Lettre aux Éphésiens 1:1-23
Notes
Notes d'étude
Première lettre aux Corinthiens : De toute évidence, les titres comme celui-ci ne faisaient pas partie du texte original. Un examen des manuscrits anciens donne à penser qu’ils ont été ajoutés par les scribes, sans doute pour permettre d’identifier plus facilement chacune des lettres inspirées. C’est par exemple le cas dans le codex en papyrus référencé sous le sigle P46. Ce codex est le plus ancien recueil que l’on connaisse des lettres de Paul ; d’après un certain nombre de spécialistes, il date de 200 de n. è. environ. Il contient neuf lettres de Paul divinement inspirées. Dans ce codex, la première lettre inspirée de Paul aux Corinthiens porte le titre Pros Korinthious A (vers les [ou : aux] Corinthiens 1) (voir galerie multimédia, « Première lettre de Paul aux Corinthiens »). Le même titre figure dans d’autres manuscrits parmi les plus anciens, comme le Codex Vaticanus et le Codex Sinaiticus, datant du 4e siècle de n. è. Dans ces deux manuscrits, le titre apparaît à la fois au début et à la fin de la lettre.
Lettre aux Éphésiens : De toute évidence, les titres comme celui-ci ne faisaient pas partie du texte original. Un examen des manuscrits anciens donne à penser qu’ils ont été ajoutés par les scribes, sans doute pour permettre d’identifier plus facilement chacune des lettres inspirées (voir note d’étude sur le titre de 1Co et galerie multimédia, « Lettre de Paul aux Éphésiens »).
apôtre : Voir note d’étude sur Rm 1:1.
saints : Voir note d’étude sur Rm 1:7.
à Éphèse : Ces mots ne se trouvent pas dans tous les manuscrits grecs anciens, mais ils figurent dans des manuscrits anciens qui font autorité et dans toutes les versions anciennes.
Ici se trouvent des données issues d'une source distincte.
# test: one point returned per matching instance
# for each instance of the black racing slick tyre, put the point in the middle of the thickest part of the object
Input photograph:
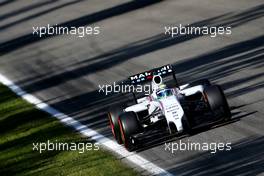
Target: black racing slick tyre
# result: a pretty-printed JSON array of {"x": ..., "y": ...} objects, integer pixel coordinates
[
  {"x": 129, "y": 125},
  {"x": 204, "y": 82},
  {"x": 217, "y": 102},
  {"x": 113, "y": 115}
]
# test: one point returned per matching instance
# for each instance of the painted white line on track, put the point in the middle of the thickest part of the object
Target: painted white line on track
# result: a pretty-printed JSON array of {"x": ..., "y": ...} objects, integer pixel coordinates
[{"x": 69, "y": 121}]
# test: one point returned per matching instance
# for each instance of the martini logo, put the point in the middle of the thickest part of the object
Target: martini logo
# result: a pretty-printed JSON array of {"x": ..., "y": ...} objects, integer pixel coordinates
[{"x": 148, "y": 75}]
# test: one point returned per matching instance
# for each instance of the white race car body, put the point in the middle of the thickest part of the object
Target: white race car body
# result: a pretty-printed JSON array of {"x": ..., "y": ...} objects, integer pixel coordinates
[{"x": 170, "y": 107}]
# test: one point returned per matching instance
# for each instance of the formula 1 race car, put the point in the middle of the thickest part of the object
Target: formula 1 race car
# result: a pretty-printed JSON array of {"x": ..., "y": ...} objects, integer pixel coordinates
[{"x": 170, "y": 107}]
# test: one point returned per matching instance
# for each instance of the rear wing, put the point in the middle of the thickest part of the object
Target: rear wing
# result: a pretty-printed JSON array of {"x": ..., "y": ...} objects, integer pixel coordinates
[{"x": 147, "y": 76}]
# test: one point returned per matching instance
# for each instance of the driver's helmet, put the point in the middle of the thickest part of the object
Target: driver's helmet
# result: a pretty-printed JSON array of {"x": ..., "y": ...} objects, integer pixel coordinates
[{"x": 163, "y": 93}]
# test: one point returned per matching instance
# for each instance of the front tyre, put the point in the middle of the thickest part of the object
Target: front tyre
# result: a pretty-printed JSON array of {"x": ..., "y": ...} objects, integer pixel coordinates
[
  {"x": 217, "y": 102},
  {"x": 113, "y": 115},
  {"x": 129, "y": 125}
]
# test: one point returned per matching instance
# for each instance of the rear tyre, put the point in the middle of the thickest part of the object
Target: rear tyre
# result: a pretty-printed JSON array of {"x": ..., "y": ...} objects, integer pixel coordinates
[
  {"x": 113, "y": 115},
  {"x": 129, "y": 125},
  {"x": 217, "y": 102}
]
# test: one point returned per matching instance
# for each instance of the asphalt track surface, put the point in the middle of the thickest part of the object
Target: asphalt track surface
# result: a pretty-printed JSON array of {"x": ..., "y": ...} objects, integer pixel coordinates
[{"x": 65, "y": 71}]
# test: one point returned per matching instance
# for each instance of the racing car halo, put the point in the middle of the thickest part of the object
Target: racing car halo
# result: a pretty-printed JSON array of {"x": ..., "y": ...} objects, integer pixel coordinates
[{"x": 170, "y": 107}]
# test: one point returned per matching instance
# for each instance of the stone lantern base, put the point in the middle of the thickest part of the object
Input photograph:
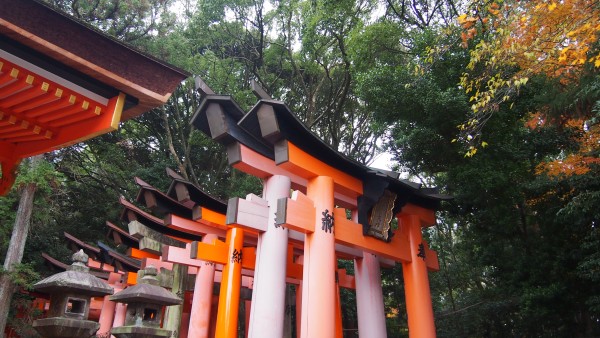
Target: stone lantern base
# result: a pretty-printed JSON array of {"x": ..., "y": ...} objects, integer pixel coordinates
[
  {"x": 60, "y": 327},
  {"x": 139, "y": 332}
]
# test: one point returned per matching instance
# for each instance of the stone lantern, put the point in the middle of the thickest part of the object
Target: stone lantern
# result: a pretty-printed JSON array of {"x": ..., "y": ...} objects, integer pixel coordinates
[
  {"x": 145, "y": 302},
  {"x": 70, "y": 295}
]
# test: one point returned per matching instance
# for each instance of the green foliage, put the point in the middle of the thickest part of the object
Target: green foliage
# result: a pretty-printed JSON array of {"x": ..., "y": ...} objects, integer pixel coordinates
[{"x": 22, "y": 275}]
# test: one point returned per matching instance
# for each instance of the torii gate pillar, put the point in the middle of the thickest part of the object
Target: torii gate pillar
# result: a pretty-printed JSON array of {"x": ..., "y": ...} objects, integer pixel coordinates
[
  {"x": 318, "y": 284},
  {"x": 268, "y": 294},
  {"x": 416, "y": 280},
  {"x": 369, "y": 297},
  {"x": 202, "y": 299}
]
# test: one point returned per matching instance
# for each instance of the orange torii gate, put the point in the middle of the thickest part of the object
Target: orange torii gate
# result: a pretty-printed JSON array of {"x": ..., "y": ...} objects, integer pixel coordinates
[
  {"x": 269, "y": 142},
  {"x": 215, "y": 252}
]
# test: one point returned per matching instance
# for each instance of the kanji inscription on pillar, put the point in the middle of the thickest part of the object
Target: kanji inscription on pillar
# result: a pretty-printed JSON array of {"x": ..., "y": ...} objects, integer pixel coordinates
[
  {"x": 236, "y": 257},
  {"x": 421, "y": 252},
  {"x": 381, "y": 216},
  {"x": 327, "y": 221}
]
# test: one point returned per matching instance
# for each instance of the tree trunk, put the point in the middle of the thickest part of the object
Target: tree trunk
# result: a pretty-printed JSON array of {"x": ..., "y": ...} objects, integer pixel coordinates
[{"x": 16, "y": 247}]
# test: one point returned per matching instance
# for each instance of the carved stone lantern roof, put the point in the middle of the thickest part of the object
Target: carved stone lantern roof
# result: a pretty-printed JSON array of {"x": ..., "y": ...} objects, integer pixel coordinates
[
  {"x": 70, "y": 297},
  {"x": 76, "y": 278},
  {"x": 147, "y": 291}
]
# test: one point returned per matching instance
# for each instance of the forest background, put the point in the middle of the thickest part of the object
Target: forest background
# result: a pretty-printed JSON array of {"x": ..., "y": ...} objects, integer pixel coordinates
[{"x": 497, "y": 103}]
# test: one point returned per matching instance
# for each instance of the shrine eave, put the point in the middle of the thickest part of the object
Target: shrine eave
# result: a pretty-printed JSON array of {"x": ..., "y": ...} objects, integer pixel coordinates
[
  {"x": 272, "y": 130},
  {"x": 188, "y": 193},
  {"x": 81, "y": 49},
  {"x": 63, "y": 82}
]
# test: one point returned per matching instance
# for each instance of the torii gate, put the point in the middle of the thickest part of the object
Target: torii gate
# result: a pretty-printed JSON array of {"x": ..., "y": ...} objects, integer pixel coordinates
[
  {"x": 212, "y": 250},
  {"x": 270, "y": 143}
]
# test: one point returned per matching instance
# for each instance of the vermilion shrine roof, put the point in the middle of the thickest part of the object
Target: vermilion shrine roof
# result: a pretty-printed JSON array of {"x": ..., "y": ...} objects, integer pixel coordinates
[{"x": 62, "y": 82}]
Certains biblistes pensent que ces mots n’appartiennent pas au texte original et que Paul a en réalité adressé cette lettre à l’assemblée de Laodicée (Col 4:16). Toutefois, aucun manuscrit ne porte les mots « à Laodicée ». D’autre part, tous les manuscrits grecs anciens qui omettent « à Éphèse » dans ce verset donnent néanmoins à cette lettre le titre de « Aux Éphésiens ». Par ailleurs, les écrivains ecclésiastiques du début de l’ère chrétienne considéraient que cette lettre était adressée aux Éphésiens. Enfin, les manuscrits qui mentionnent ici le nom d’une ville portent tous « à Éphèse ».
Éphèse : Aux temps bibliques, Éphèse, située sur la côte O de l’Asie Mineure, en face de l’île de Samos, était une ville prospère et un important centre religieux et commercial. Éphèse était la capitale de la province romaine d’Asie (voir lexique, app. B13 et galerie multimédia, « Le théâtre d’Éphèse et ses environs »).
en union avec : Litt. « en ». Le terme grec traduit par cette expression exprime l’idée de relation étroite, de bonne entente et d’unité. Dans sa lettre aux Éphésiens, Paul précise plusieurs fois que les chrétiens oints sont « en union avec » Christ Jésus ; il souligne ainsi le rôle essentiel que Christ joue dans l’unité de l’assemblée (voir par exemple Éph 1:4, 11 ; 2:13, 21).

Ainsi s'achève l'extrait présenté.